If your system is no longer downloading data if you are asked for a "my-site//an*i#maç! to" and with it brings something like "page not found..."

Great! The function will serve and will try to redirect if the server itself no longer blocks with error 400

OBJECTIVES:

1) When no search parameters are available via GET type "?"

meu-site///an*i#maç!ao//##minha-postagem/

for that reason!

meu-site/animação/minha-postagem

utilise:

if(preg_replace('/[^A-Za-z0-9-\/]/','',$url)){  
       //remove caracteres especiais permitindo hífen,e barra
      $nova_url= preg_replace('/[^A-Za-z0-9-\/]/','',$url);
}


if(preg_replace(('/(\/)\1+/',$url)){
      //remove varias barras seguidas
     $nova_url= preg_replace('/(\/)\1+/','$1', $url);
}

***** Improvement Request: (could remove bar if there were at last position) *****

2) When I have only the search parameter via GET of type "?" without paging:

meu-site/@#$%%@?sWXX=palavra

for that reason!

meu-site/?s=palavra

Implemented (function created and explained below)

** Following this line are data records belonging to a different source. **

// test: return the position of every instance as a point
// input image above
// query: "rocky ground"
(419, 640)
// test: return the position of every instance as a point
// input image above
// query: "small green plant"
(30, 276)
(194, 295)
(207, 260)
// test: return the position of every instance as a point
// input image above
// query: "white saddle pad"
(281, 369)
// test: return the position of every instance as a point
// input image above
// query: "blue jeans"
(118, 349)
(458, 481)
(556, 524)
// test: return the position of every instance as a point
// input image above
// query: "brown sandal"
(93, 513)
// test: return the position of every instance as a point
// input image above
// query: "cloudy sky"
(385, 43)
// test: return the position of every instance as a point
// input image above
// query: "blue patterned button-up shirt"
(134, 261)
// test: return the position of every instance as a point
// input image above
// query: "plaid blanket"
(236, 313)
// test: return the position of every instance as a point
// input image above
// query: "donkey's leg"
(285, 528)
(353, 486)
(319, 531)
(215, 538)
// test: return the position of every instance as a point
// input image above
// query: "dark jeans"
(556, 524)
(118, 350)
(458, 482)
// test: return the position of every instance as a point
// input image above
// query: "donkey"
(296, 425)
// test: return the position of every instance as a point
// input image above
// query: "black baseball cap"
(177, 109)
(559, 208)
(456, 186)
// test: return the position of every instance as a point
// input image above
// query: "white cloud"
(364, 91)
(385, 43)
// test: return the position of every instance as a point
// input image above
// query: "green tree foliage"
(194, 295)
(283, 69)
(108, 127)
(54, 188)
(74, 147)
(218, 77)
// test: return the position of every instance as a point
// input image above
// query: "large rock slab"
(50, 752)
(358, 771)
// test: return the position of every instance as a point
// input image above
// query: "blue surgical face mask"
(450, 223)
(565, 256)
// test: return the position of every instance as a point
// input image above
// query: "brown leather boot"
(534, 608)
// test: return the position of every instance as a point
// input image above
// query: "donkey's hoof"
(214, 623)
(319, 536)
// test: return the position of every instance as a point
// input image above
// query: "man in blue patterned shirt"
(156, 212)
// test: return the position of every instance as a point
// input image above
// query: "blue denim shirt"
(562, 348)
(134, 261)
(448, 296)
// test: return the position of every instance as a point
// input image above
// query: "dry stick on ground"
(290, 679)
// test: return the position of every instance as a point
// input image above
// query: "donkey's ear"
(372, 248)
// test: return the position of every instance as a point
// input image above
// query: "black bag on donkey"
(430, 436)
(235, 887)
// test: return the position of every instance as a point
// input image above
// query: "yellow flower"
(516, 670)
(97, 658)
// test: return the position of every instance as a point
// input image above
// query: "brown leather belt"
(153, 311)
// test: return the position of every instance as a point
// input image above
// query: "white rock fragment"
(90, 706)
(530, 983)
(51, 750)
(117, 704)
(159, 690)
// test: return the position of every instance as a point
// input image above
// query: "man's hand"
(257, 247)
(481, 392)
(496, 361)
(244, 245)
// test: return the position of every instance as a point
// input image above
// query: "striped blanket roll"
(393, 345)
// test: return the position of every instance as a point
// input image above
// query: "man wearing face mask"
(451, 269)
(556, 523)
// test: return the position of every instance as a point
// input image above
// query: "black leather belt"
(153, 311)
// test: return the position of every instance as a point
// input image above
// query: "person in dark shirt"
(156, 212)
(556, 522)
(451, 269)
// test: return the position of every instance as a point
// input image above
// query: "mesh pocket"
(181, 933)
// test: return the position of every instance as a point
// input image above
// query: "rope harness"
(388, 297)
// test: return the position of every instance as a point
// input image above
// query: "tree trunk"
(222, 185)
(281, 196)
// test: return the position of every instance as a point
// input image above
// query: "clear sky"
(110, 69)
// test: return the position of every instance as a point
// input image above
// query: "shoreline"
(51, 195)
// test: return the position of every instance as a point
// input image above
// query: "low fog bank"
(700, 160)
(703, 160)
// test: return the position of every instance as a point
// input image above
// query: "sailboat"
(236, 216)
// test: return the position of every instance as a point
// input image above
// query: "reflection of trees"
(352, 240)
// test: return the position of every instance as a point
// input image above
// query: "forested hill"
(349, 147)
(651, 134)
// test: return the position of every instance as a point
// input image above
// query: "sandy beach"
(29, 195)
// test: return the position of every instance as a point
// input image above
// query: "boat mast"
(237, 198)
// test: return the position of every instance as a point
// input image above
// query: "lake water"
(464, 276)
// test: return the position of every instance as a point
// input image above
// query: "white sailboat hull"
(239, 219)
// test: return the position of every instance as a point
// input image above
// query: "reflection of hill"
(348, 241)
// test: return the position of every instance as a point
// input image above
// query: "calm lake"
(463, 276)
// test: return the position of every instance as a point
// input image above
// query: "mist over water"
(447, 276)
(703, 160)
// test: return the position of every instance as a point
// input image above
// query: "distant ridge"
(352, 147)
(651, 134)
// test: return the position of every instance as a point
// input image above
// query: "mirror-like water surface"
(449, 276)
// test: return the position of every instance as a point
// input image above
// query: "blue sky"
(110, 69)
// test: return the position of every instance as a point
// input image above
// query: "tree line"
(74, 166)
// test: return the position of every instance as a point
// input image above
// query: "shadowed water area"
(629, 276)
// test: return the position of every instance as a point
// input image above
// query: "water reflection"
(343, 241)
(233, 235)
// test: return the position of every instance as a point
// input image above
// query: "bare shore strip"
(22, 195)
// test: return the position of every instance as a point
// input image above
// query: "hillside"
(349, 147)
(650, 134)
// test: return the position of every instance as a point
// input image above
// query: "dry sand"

 preg_match('/^.*?\?.*?s.*?=$/', $str)) {return "?s=";}

3) Now when I have paging and search parameter together

 meu-site/!anim a cao/!!!page/@#$%%@?sWXX=palavra

for that reason!

meu-site/animacao/page/2?s=palavra

Implemented (function created and explained below)

 if (preg_match('{^((?:[a-zA-Z][^a-zA-Z]*)+)/.*?p.*?a.*?g.*?e.*?/.*?(\d+).*?\?.*?s.*?=(.*)$}', $str, $matches)) {
        $trecho1 = preg_replace('/[^a-zA-Z]/', '', $matches[1]);
        return "{$trecho1}/page/{$matches[2]}?s={$matches[3]}";
    }

Anyway, I know that there are many possibilities of data entries, but as I said these expressions serve to help a URL typed "erroneously" to arrive at the intended content, let’s say in passing improving even a possible duplication of content! This is what I needed but if you can improve, those who want to help modify my own functions, comment and help improve the code!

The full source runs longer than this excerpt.